OREANDA-NEWS. November 26, 2015. The idea behind ExxonMobil’s research is that advanced biofuels make potential sense as a transportation source because their greenhouse gas emissions footprint is smaller than with both conventional fossil fuels and the current generation of biofuels.

When we refer to biofuels, we are talking about taking algae or plants that are growing today and chemically or biologically turning them into things you can put in your gas tank. The biofuels used around the world today are largely derived from sugary crops like sugar cane and corn to make ethanol, or from vegetable oils like soy to make biodiesel.

We think our work with algae offers some of the greatest promise for next-generation biofuels, which is why ExxonMobil has committed hundreds of millions of dollars to algae research. Algae represents a big improvement over the current sources for several reasons:

  • Unlike making ethanol and biodiesel, producing algae doesn’t compete with sources of food, rendering the food-vs.-fuel quandary a moot point.
  • Since algae can be produced in brackish water, including seawater, its production won’t strain freshwater resources the way ethanol does.
  • Algae consume CO2, and on a life-cycle basis have a much lower emissions profile than corn ethanol given the energy used to make fertilizer, distill the ethanol, and to farm and transport the latter.
  • Algae can yield more biofuel per acre than plant-based biofuels – currently 1,500 gallons of fuel per acre, per year. That’s almost five times more fuel per acre than from sugar cane or corn.

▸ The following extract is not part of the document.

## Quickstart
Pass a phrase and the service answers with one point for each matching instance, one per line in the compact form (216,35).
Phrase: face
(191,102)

Algae effectively take energy from sunlight and they grow with carbon taken from CO2. If developed the right way, algae can produce lipids – a.k.a fats – that are very close in characteristic to the crude oil currently processed in refineries. You might say our job is to act a bit like Richard Simmons and get the algae to “sweat” the oil out, and to do so at a large enough scale to make a difference.

If we are able to do this, we will be capable of producing a raw material that can be processed in the existing refining and distribution system – and with fewer emissions all along the chain. Ethanol, by contrast, corrodes and degrades the pipes and other infrastructure currently in use, which adds great cost and complexity to the biofuels equation.

If you think about it, the oil and natural gas we get out of the ground today are actually just really old algae, pressurized over millions of years. What we want to do is apply our scientific know-how to speeding-up that process.

There are quite a few challenges, of course. We have to figure a way to get the algae to grow at the rate we want, which requires a fundamental understanding of photosynthesis. That means figuring out the right temperature, the right amount of sunlight, and a host of other variables. And then we have to figure out how to scale this up from the laboratory to the marketplace.

We’re working with a number of top partners on this challenge. One is Synthetic Genomics, led by a team of scientists that helped map the human genome. Since algae are difficult to modify genetically, we hope to leverage their expertise to solve the puzzle.

Collaboration with researchers at the Colorado School of Mines and Michigan State University, meanwhile, aims at perfecting photosynthesis in order to make algae grow better. And we are partnering with Iowa State and Northwestern to investigate biofuels possibilities from non-algae, non-food sources (like agricultural waste) as well.

Our challenge at ExxonMobil is to help meet the world’s growing demand for energy, while doing so in ways that reduce emissions and protect the environment. An integrated set of solutions will be required to increase efficiency, expand supplies, and mitigate emissions. Finding those solutions is difficult work. But it’s also exciting work, rewarding work. All of us at ExxonMobil are proud to be part of it.